Gov. Brian Kemp on Tuesday withdrew his request for an emergency injunction against Atlanta’s mask mandate and other measures focused on fighting the spread of COVID-19, while citing progress in his talks with Mayor Keisha Lance Bottoms.
But Kemp’s lawsuit against the city remains alive as both sides differ over how to best to stop the spread of the highly contagious disease caused by the coronavirus.
“The governor and the mayor continue to make progress negotiating directly on the issues addressed in the lawsuit,” Kemp spokesman Cody Hall said.
More: Kemp cancels Tuesday hearing in legal feud with Bottoms
In responding to Kemp’s decision, Fulton County Superior Court Judge Jane Barwick reminded both sides they remain under her order to undergo mediation with the help of Senior Judge Cynthia Wright. Barwick had ordered them to meet for mediation Tuesday morning. Bottoms’ office had no immediate comment about what happened. The Georgia Attorney General’s Office, which is representing Kemp in the lawsuit, declined to comment.
Georgia is among 21 states with outbreaks serious enough be placed in the “red zone,” according to a new federal report obtained by The New York Times. Distributed to state officials by the White House Coronavirus Task Force, the report recommends that officials in Georgia “mandate use of masks in all current and evolving hotspots — optimally a statewide mandate.”
The governor, who has encouraged but not required masks, argues cities and counties are barred from enforcing rules that are more or less restrictive than his own. Kemp’s lawsuit also targets the city’s guidelines concerning the pandemic, including those that encouraged new limits on restaurants and other businesses for containing the disease.
As part of his request for an emergency injunction, Kemp asked the court to suspend the mayor’s executive orders and prevent her from “issuing press releases, or making statements to the press, that she has the authority to impose more or less restrictive measures” than him.

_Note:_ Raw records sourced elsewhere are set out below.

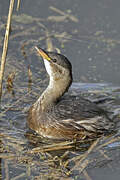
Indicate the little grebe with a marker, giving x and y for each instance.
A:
(67, 117)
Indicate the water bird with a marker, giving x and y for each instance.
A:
(58, 116)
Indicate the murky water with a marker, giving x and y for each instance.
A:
(88, 34)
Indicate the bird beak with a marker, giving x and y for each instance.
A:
(43, 53)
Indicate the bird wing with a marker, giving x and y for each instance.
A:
(76, 113)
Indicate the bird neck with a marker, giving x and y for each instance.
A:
(55, 89)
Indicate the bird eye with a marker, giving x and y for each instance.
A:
(54, 60)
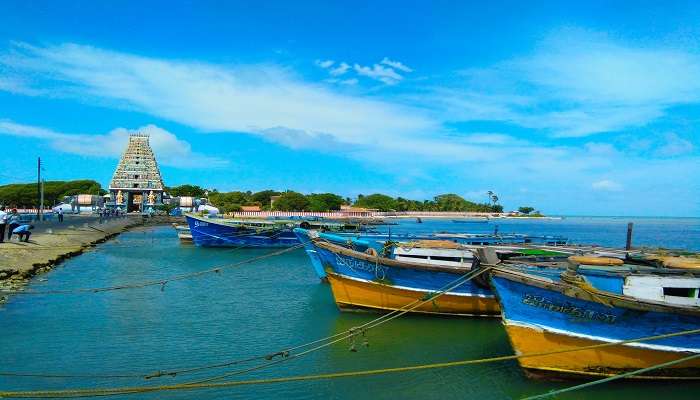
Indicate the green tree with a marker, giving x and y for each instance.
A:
(229, 201)
(450, 202)
(324, 202)
(376, 201)
(262, 198)
(291, 201)
(25, 194)
(186, 190)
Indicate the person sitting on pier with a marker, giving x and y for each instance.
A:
(13, 221)
(24, 232)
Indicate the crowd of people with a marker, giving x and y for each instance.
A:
(12, 223)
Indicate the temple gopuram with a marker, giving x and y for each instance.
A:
(136, 184)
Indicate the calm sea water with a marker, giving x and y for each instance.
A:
(269, 305)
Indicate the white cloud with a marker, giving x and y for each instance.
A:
(168, 148)
(578, 84)
(396, 65)
(675, 146)
(339, 70)
(211, 98)
(379, 73)
(606, 185)
(273, 103)
(324, 63)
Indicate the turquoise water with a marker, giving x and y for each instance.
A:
(263, 307)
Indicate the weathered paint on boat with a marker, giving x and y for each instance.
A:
(543, 314)
(218, 233)
(366, 281)
(354, 293)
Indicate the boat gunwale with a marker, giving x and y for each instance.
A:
(335, 248)
(594, 295)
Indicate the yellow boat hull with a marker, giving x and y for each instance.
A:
(595, 362)
(351, 293)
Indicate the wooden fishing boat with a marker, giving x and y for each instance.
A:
(441, 249)
(363, 279)
(544, 309)
(183, 233)
(267, 233)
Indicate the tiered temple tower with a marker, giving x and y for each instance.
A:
(136, 183)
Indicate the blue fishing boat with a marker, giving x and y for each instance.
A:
(417, 248)
(223, 232)
(546, 309)
(361, 278)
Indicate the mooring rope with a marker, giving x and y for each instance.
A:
(95, 392)
(283, 354)
(286, 356)
(613, 378)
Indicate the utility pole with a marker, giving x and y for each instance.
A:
(38, 188)
(41, 202)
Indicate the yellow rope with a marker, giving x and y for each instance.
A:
(192, 386)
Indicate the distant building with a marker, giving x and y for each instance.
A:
(347, 208)
(273, 199)
(137, 182)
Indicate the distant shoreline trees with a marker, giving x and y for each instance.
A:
(319, 202)
(24, 195)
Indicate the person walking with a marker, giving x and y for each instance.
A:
(24, 232)
(12, 222)
(3, 223)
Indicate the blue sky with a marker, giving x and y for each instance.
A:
(585, 109)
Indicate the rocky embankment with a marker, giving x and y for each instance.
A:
(51, 244)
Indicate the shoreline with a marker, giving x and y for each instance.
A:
(50, 245)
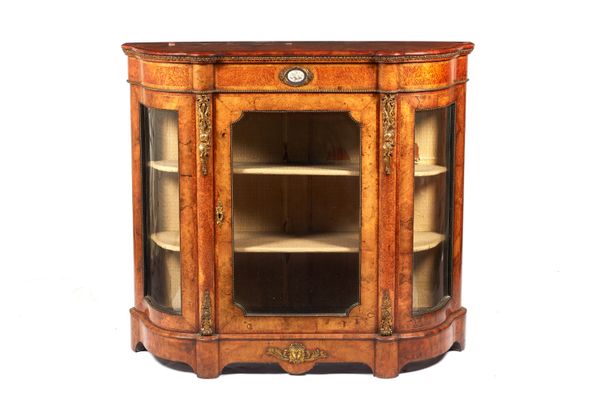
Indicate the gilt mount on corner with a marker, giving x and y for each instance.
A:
(298, 203)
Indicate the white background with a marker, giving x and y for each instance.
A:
(531, 269)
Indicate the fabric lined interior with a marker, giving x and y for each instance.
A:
(296, 212)
(430, 207)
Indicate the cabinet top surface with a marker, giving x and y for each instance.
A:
(375, 51)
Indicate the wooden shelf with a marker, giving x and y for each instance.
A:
(294, 169)
(429, 170)
(267, 242)
(168, 240)
(164, 165)
(426, 240)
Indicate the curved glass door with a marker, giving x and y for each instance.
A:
(296, 212)
(433, 205)
(162, 271)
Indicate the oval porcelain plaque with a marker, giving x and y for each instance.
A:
(295, 76)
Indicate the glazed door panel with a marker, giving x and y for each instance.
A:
(164, 167)
(295, 189)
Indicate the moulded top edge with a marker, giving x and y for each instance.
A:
(273, 51)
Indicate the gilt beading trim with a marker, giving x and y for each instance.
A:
(386, 326)
(188, 59)
(204, 127)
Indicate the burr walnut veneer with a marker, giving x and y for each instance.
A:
(298, 203)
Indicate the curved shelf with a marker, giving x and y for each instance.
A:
(429, 170)
(296, 169)
(426, 240)
(164, 165)
(273, 242)
(168, 240)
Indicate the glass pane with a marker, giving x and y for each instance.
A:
(161, 208)
(296, 212)
(432, 244)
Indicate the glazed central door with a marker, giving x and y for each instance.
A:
(296, 212)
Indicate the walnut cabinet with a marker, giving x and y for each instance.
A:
(298, 203)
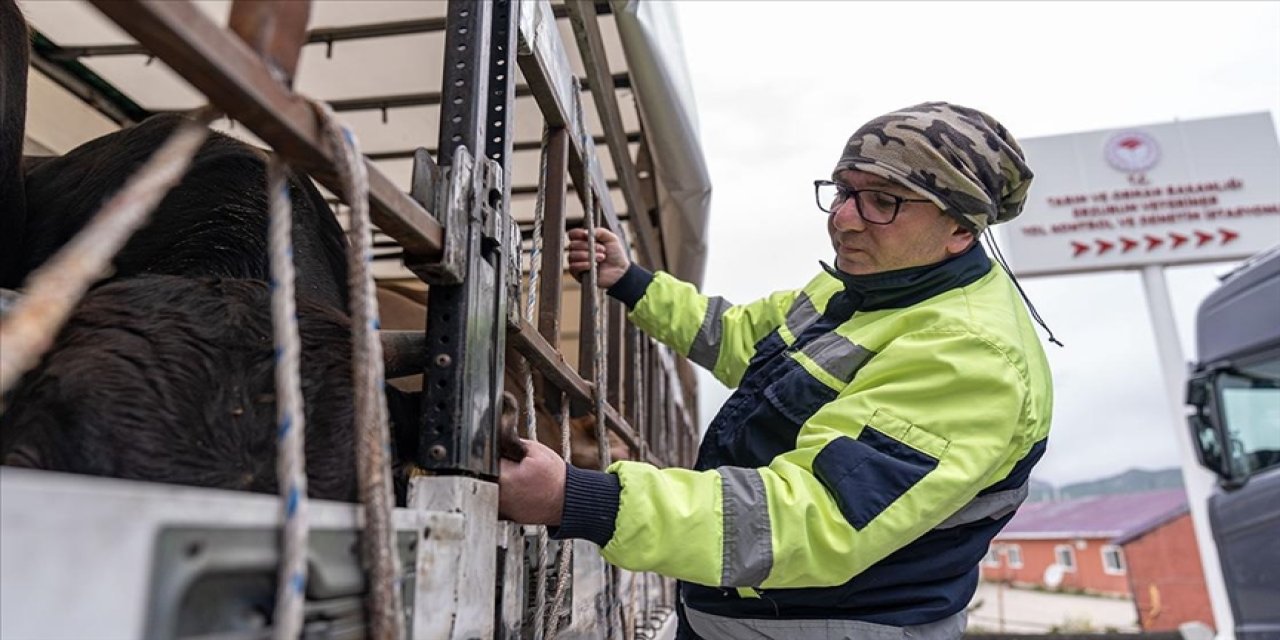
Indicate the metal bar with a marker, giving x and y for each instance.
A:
(552, 365)
(529, 190)
(82, 82)
(457, 430)
(590, 45)
(316, 36)
(274, 30)
(547, 71)
(433, 97)
(553, 238)
(234, 80)
(526, 145)
(615, 325)
(647, 216)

The city filed its court response Monday, saying Kemp’s legal challenge is prohibited by sovereign immunity, the legal doctrine that bars lawsuits against government officials. Atlanta’s attorneys added that blocking the mayor from talking to reporters or issuing press releases would violate the Constitution, saying “speech on public policy issues is a core free speech right that is entitled to the ‘broadest protection’ under the First Amendment.”
More than a dozen cities and counties have defied Kemp by adopting mask requirements, including Athens, Augusta and Savannah. Others have sought to avoid legal battles with the governor. On Monday, for example, Macon-Bibb County Mayor Robert Reichert vetoed an ordinance requiring face masks in public, saying he respects the “governor’s authority.”
“I truly believe we should do everything within our power to convince individuals to follow all preventative measures to slow the spread of COVID-19,” he wrote in a letter to the Macon-Bibb Commission. “But I believe we have gone as far as we can, legally, to get people to wear their masks, practice socially distancing, avoiding large groups, and more.”